Occupation = Author: if Tony Abbott is a professional writer.

Occupation = Author: if Tony Abbott’s occupation is unknown, but found he wrote a book

Occupation = N/A: if Tony Abbott is a university professor and wrote a book

Occupation = N/A: if Tony Abbott wrote a scientific paper or just an essay for a weblog


Expression: He is a good baseball player.


Occupation = baseball player: if he is a professional baseball player

Occupation = N/A: if he plays baseball as a hobby


A2.“Affiliation” or “Location”?


A location name, such as a city, can be a part of a university name.


Expression: He has come back to Birmingham.


Location = Birmingham: if he has come back to Birmingham.

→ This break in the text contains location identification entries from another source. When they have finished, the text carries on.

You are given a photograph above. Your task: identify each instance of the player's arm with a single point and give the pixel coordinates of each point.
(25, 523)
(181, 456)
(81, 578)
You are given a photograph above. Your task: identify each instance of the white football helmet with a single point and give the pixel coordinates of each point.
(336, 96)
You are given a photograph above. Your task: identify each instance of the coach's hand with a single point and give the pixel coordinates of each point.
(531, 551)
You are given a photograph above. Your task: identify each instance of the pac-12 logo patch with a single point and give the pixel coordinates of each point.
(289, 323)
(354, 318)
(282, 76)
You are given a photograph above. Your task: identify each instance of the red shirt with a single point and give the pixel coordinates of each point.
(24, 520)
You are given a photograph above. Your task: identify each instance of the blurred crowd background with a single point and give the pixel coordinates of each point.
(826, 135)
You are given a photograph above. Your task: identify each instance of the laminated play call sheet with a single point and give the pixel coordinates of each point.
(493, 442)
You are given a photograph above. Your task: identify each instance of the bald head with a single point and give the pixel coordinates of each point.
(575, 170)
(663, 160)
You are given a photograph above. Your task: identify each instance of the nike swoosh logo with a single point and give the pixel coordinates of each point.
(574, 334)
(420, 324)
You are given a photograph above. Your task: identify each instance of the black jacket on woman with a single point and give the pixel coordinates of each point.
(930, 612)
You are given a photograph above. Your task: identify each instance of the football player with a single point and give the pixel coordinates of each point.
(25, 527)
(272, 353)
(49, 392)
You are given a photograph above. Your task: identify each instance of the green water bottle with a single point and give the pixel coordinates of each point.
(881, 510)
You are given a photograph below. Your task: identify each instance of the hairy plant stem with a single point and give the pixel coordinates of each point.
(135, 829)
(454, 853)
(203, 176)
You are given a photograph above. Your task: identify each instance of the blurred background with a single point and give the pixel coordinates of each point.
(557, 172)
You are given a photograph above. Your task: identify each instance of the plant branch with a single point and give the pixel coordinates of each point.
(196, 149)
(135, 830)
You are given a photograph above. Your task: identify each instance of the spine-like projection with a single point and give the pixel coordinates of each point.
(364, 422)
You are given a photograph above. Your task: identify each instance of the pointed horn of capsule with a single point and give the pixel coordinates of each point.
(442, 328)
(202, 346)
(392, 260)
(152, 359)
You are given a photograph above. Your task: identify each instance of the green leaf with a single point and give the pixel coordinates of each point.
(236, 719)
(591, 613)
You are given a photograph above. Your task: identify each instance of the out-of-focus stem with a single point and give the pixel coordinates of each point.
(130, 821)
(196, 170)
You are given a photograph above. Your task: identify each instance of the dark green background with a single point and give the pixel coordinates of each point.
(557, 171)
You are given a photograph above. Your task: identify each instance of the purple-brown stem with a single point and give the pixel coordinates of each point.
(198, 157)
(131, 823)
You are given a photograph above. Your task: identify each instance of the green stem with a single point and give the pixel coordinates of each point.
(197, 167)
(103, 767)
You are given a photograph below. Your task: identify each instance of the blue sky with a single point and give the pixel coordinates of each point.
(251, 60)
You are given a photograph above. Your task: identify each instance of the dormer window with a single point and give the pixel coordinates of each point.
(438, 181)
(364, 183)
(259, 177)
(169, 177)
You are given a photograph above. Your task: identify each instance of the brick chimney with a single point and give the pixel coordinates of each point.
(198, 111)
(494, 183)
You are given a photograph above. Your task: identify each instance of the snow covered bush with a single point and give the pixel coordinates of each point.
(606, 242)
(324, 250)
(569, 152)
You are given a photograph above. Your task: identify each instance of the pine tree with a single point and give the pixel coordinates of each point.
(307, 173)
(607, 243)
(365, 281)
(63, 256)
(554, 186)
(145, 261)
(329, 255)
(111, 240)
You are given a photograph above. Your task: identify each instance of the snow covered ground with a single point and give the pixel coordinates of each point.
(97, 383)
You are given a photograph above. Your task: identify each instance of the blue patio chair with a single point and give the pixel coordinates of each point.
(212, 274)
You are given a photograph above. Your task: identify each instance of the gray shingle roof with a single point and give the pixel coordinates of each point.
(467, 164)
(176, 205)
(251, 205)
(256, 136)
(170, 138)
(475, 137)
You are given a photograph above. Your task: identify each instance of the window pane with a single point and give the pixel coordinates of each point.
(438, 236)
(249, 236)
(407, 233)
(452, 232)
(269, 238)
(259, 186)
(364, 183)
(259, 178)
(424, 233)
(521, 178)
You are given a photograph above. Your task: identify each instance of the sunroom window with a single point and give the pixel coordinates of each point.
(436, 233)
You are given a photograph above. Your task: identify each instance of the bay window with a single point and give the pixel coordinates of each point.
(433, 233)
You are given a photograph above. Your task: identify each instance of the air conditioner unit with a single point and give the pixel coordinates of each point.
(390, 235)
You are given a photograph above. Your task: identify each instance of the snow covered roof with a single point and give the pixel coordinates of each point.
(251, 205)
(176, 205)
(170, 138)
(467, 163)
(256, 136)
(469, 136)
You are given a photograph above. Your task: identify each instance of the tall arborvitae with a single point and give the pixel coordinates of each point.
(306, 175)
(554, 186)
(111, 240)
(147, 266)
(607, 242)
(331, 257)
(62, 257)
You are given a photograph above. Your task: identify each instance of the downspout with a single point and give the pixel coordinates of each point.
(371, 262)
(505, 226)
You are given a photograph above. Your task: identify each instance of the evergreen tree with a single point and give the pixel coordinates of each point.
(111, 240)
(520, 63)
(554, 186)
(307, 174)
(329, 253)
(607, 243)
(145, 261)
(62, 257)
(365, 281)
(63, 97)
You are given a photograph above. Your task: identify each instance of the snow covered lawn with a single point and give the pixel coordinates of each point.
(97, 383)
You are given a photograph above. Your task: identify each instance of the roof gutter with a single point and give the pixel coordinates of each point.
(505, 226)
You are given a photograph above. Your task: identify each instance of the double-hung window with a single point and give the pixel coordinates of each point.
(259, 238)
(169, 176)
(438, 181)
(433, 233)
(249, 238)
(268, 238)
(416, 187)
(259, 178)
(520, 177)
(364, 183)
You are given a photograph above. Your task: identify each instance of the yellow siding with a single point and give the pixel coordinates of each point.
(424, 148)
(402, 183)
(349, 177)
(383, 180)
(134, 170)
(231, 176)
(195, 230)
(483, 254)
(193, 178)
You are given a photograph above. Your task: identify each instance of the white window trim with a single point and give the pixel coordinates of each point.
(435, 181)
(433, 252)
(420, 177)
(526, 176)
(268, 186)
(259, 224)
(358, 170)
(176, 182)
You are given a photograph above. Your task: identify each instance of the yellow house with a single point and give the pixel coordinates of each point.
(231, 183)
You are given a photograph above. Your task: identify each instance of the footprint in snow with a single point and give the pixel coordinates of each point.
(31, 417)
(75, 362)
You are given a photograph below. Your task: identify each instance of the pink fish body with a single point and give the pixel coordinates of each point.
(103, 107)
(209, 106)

Affiliation = Birmingham: if he has come back to University of Birmingham.


A3. “Affiliation” or “Location”


A location name can be a part of a university name. The natural convention should be followed. For example, the University of California, Los Angeles is usually referred to as UCLA, but the University of Arizona, Tucson is not referred to as UAT.


Expression: He is at the University of California, Los Angeles.

Affiliation = University of California, Los Angeles

Location = N/A


Expression: He is at University of Arizona, Tucson.

Affiliation = University of Arizona

Location = Tucson


A4. “Occupation” or “Education”


The title, “Dr.” is an attribute value for “Education,” and if a target person is a medical doctor, the title can also be a value for “Occupation.”


Expression: Dr. Edward Fox


Occupation = Dr., Education = Dr.: if he has an MD

Occupation = N/A, Education = Dr.: if he has a PhD



5. Data Format


Both the clustering and attribute extraction output must be provided in the same XML file. In this file each cluster of documents is specified by the element “entity”, which contains the list of grouped documents and the list of extracted attributes. For each attribute it's required to indicate the type of attribute (date_of_birth, occupation, etc.), the source from which it was extracted (document ranking) and the value. The organizers will provide a detailed definition (DTD) of the XML output format and a validation script along with the WePS-3 trial data.


<clustering searchString="AMANDA LENTZ">

  <entity id="16" notes= "">

    <documents>

      <doc rank="17" notes= "" />

      <doc rank="66" notes= "" />

      <doc rank="73" notes= "" />

      <doc rank="51" notes= "from Huron" />

    </documents>

    <attributes>

      <attr type="date_of_birth" source="17" notes= "">4th August 1979</attr>

      <attr type="occupation" source="17" notes= "">Painter</attr>

    </attributes>

  </entity>

[...]

</clustering>



6. Evaluation


Attribute extraction will be done on the clusters of the selected two people, not all the people of the name (or all clusters of the name). Participating systems will be evaluated based on the attributes they attach to the cluster which has the best F-measure (with the weight of precision to recall set to 2) in the clustering task. So, the systems are required to extract values for each attribute for all clusters.

The systems are requested to report the document ID from which they extracted each attribute value.


The attribute extraction task evaluation will be done by a pool of the system outputs, so coverage is not guaranteed on the attribute annotations.